Never did sun more beautifully steep
In his first splendor valley, rock, or hill;
Ne'er saw I, never felt, a calm so deep!
The river glideth at his own sweet will:
Dear God! The very houses seem asleep;
And all that mighty heart is lying still.
This poem makes a nice counterpart to another famous sonnet by Wordsworth, "The World Is Too Much With Us," in which the speaker grieves bitterly to find himself unmoved by nature, alienated from the earth. In contrast, the speaker here is deeply moved by the scene in front of him, a scene not of nature but of the city. With surprise, he discovers that London has its own beauty, unexcelled by nature: "Earth has not anything to show more fair."

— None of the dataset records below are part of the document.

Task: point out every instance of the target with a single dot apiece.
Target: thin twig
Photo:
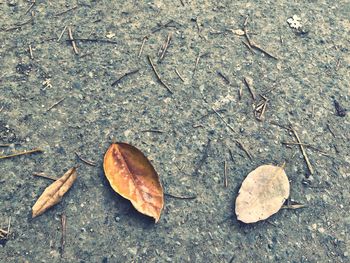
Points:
(63, 231)
(306, 145)
(45, 176)
(19, 25)
(226, 79)
(125, 75)
(181, 197)
(101, 40)
(178, 73)
(21, 153)
(260, 109)
(91, 163)
(330, 130)
(153, 130)
(251, 91)
(249, 47)
(65, 11)
(70, 35)
(166, 45)
(157, 75)
(31, 52)
(264, 51)
(143, 43)
(55, 104)
(61, 35)
(309, 166)
(30, 7)
(294, 206)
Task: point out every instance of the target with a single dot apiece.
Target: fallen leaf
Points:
(54, 192)
(238, 32)
(132, 176)
(294, 206)
(262, 193)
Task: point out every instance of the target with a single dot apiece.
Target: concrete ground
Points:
(62, 103)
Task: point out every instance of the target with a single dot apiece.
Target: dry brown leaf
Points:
(262, 193)
(54, 192)
(132, 176)
(238, 32)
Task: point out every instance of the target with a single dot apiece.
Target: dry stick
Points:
(244, 149)
(295, 206)
(143, 43)
(181, 197)
(16, 26)
(178, 73)
(231, 155)
(330, 130)
(226, 79)
(125, 75)
(30, 7)
(65, 11)
(153, 130)
(94, 40)
(249, 88)
(251, 44)
(45, 176)
(85, 161)
(31, 52)
(55, 104)
(260, 109)
(157, 75)
(21, 153)
(60, 36)
(70, 35)
(195, 66)
(225, 174)
(309, 166)
(240, 92)
(63, 230)
(166, 45)
(264, 51)
(249, 47)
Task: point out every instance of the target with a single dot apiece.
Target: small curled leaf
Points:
(53, 193)
(132, 176)
(262, 193)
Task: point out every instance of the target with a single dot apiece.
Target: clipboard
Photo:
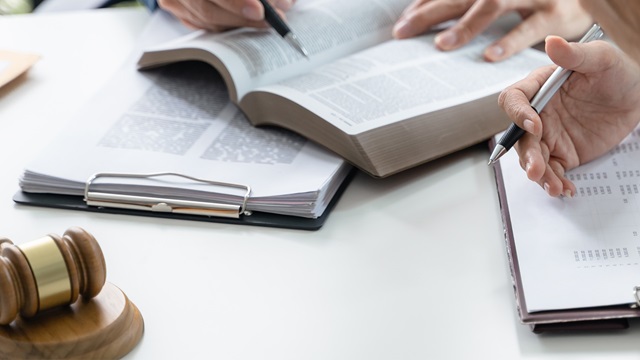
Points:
(182, 210)
(585, 319)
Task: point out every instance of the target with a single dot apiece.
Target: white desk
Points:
(410, 267)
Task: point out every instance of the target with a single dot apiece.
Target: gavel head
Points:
(49, 272)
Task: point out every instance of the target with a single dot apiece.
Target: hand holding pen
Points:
(278, 24)
(587, 118)
(220, 15)
(540, 100)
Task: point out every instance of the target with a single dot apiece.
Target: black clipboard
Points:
(256, 218)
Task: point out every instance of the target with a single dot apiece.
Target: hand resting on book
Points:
(219, 15)
(540, 18)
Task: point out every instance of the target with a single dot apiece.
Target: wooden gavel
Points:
(49, 272)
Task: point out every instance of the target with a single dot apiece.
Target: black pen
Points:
(276, 22)
(542, 97)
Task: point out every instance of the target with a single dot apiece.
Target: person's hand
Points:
(219, 15)
(620, 20)
(564, 18)
(591, 113)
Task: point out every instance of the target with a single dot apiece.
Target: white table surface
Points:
(409, 267)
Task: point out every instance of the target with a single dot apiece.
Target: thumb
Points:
(580, 57)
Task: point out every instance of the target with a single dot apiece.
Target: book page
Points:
(401, 79)
(179, 119)
(328, 29)
(584, 251)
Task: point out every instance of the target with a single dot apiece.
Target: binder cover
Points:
(256, 218)
(595, 318)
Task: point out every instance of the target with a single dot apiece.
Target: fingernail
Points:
(494, 52)
(402, 29)
(528, 125)
(446, 40)
(252, 13)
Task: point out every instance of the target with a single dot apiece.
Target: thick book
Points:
(384, 105)
(170, 143)
(575, 262)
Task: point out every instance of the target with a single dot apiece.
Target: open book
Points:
(576, 260)
(179, 120)
(382, 104)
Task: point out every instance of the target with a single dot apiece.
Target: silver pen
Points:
(540, 100)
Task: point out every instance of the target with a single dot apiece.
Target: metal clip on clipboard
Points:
(159, 204)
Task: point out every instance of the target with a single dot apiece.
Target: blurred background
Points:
(10, 7)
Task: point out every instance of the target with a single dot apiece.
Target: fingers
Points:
(529, 32)
(218, 15)
(515, 100)
(421, 15)
(480, 15)
(580, 57)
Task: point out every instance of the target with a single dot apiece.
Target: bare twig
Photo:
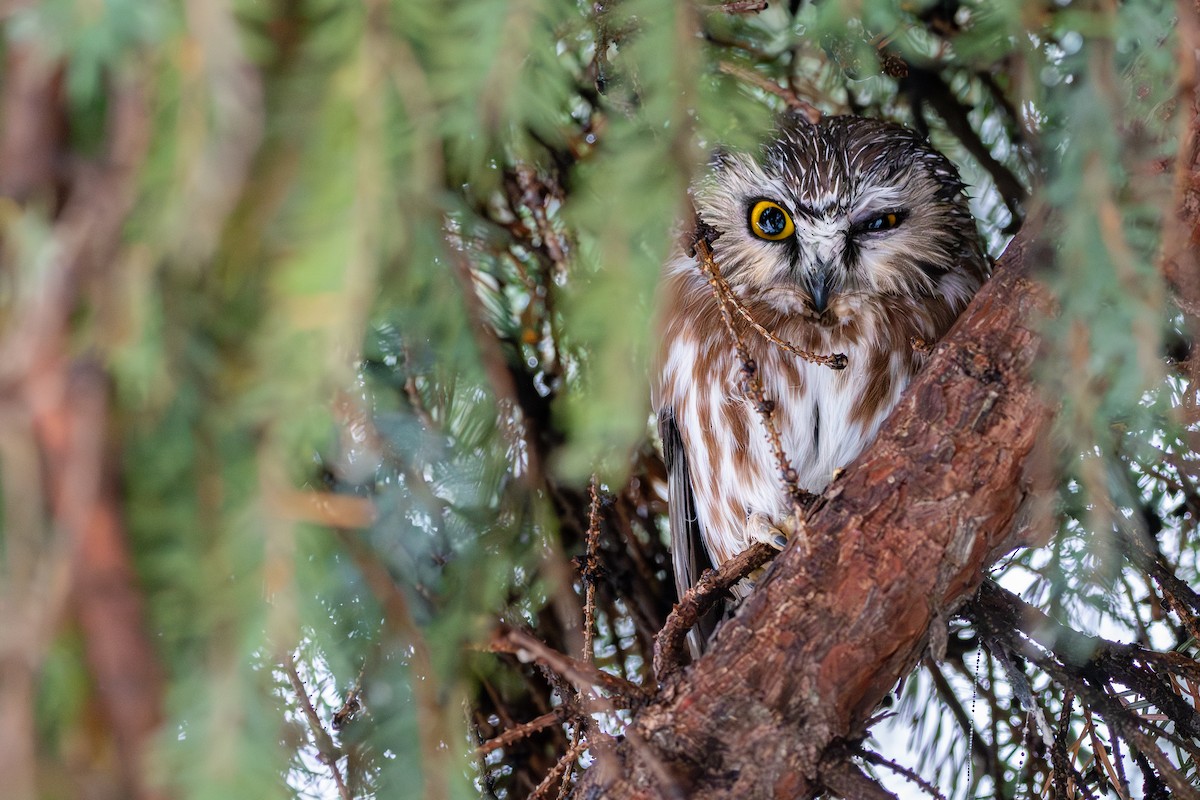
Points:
(904, 771)
(750, 379)
(744, 6)
(588, 571)
(561, 769)
(329, 751)
(768, 85)
(522, 731)
(669, 645)
(583, 675)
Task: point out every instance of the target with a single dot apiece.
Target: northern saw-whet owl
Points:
(847, 235)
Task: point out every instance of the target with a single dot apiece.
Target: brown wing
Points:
(688, 551)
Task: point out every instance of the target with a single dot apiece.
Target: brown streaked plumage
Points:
(849, 235)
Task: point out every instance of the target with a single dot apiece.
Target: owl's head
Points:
(839, 212)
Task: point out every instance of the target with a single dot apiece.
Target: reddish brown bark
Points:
(894, 546)
(64, 401)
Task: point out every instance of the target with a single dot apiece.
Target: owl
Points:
(846, 235)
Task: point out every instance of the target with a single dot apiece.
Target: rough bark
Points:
(893, 547)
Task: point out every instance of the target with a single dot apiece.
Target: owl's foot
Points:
(761, 529)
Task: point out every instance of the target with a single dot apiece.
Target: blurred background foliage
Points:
(365, 290)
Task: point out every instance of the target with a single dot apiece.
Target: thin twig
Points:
(669, 645)
(582, 675)
(588, 571)
(904, 771)
(751, 383)
(561, 768)
(713, 272)
(771, 86)
(522, 731)
(329, 751)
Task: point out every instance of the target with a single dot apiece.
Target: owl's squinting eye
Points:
(882, 222)
(769, 221)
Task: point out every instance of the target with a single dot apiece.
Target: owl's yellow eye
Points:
(769, 221)
(883, 222)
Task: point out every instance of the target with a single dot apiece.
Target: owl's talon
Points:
(761, 529)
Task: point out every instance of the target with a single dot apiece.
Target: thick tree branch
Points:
(895, 546)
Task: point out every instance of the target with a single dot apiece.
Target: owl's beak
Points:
(819, 287)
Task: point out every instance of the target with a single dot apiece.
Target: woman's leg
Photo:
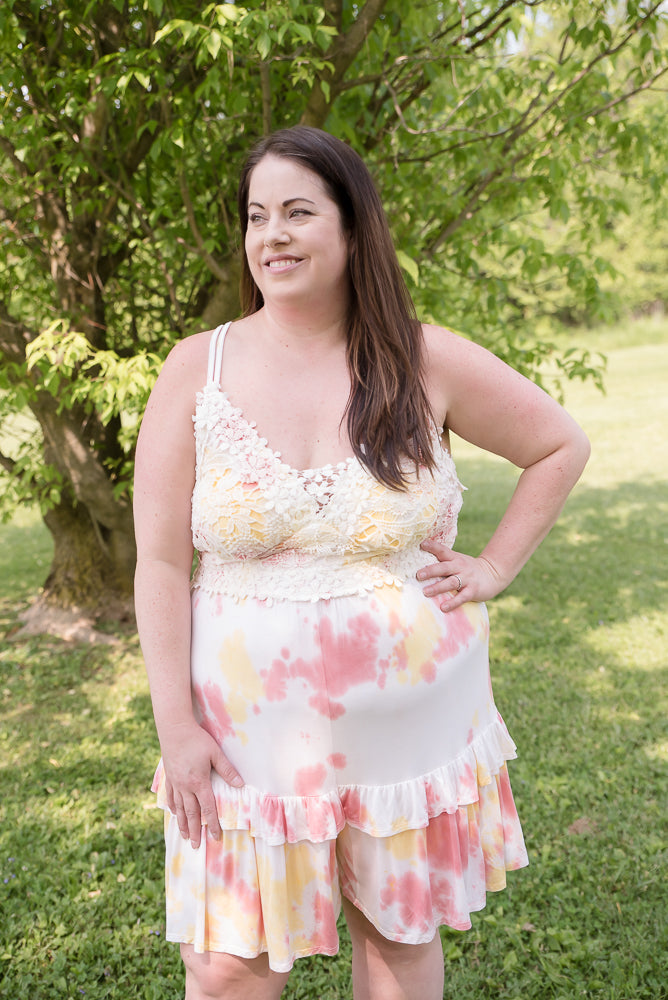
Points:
(387, 970)
(218, 976)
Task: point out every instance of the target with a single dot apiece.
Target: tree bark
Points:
(92, 567)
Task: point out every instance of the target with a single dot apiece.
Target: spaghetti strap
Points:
(216, 354)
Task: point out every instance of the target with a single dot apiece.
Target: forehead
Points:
(282, 177)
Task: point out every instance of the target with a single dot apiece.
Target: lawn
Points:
(579, 662)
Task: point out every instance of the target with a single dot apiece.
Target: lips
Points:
(281, 263)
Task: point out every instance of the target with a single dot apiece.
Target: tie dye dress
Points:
(359, 715)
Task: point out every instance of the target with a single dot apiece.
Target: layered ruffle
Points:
(378, 810)
(243, 896)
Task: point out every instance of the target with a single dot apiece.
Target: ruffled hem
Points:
(242, 896)
(378, 810)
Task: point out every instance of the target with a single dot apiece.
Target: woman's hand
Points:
(457, 578)
(189, 755)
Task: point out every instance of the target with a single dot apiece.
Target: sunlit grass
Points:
(580, 665)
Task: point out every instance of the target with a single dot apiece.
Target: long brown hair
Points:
(388, 415)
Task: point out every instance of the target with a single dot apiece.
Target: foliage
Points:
(579, 667)
(500, 137)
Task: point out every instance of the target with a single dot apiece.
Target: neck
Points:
(290, 325)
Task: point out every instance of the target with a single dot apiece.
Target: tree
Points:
(123, 128)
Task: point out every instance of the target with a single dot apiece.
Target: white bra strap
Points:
(216, 354)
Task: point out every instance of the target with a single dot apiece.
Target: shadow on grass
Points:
(579, 667)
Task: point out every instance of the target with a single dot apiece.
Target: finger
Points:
(209, 812)
(452, 601)
(446, 582)
(193, 815)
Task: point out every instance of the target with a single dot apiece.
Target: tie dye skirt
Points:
(374, 765)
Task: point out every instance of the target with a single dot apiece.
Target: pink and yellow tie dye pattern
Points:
(374, 761)
(359, 715)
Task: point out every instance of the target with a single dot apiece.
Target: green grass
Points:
(580, 664)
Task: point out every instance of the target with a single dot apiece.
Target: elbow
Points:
(580, 451)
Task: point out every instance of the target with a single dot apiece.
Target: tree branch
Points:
(341, 54)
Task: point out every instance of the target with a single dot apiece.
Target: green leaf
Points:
(409, 266)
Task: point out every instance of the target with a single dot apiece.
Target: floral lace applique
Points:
(266, 530)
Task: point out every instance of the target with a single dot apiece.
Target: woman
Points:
(321, 688)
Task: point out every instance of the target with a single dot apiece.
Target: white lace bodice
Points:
(267, 530)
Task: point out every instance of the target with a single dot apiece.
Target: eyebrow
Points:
(288, 201)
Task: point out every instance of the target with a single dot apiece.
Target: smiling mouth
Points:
(278, 265)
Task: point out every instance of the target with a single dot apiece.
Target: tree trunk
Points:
(93, 567)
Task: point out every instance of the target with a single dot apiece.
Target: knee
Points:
(215, 975)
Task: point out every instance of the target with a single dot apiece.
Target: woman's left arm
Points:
(497, 409)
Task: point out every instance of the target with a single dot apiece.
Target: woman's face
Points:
(295, 244)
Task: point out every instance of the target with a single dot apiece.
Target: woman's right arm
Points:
(164, 479)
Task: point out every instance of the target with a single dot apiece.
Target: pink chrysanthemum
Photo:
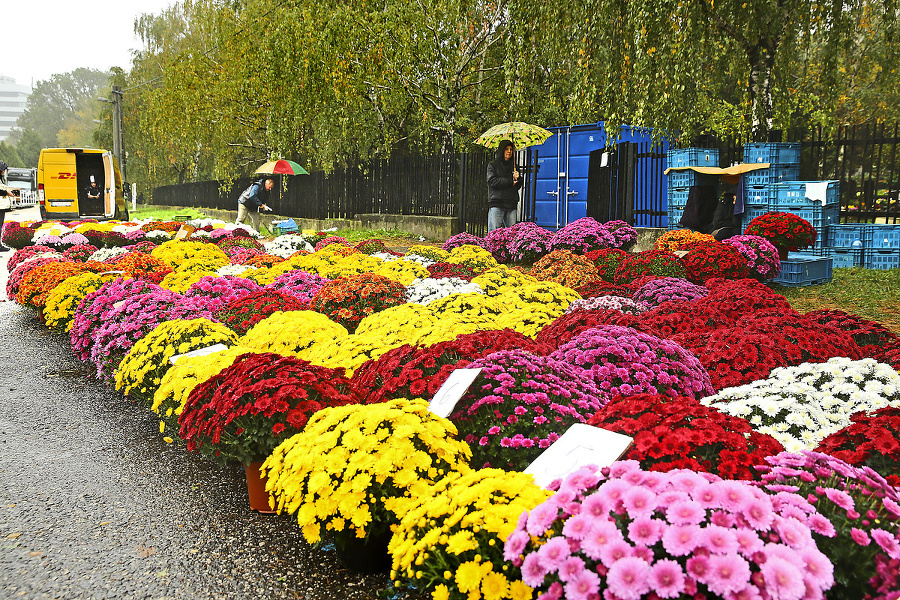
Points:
(629, 578)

It is so early in the morning that the factories have not yet begun pouring out smoke, and the streets are silent. For this brief moment, London, a center of industrial, political, and financial power, strangely evokes a feeling of tenderness. It is not that the city is not majestic, but now it is "touching in its majesty." The speaker's tenderness grows as he personifies London in terms that might describe a beloved woman: "This city now doth, like a garment, wear/ The beauty of the morning." The words "silent" and "bare" and the phrase "lie/ open" suggest a peaceful vulnerability. Instead of opposing the influences of nature, the city is receptive to them-- "Open unto the fields and to the sky." Man-made structures, just for this moment, receive the sun's light as gently and naturally as the countryside would do.
As he suddenly perceives this tranquility and harmony, the speaker feels the "calm" carried instantly into his own psyche: "Ne'er saw I, never felt, a calm so deep!" The two verbs in the sentence are joined together in their action; seeing and feeling have flowed together into a single motion. After observing his own feelings, the speaker turns outward again to gaze at the peaceful movement of the river, the sleeping houses, the entire 'heart" of the city, and its strange, beautiful stillness. Aren't we lucky that Wordsworth could describe this moment?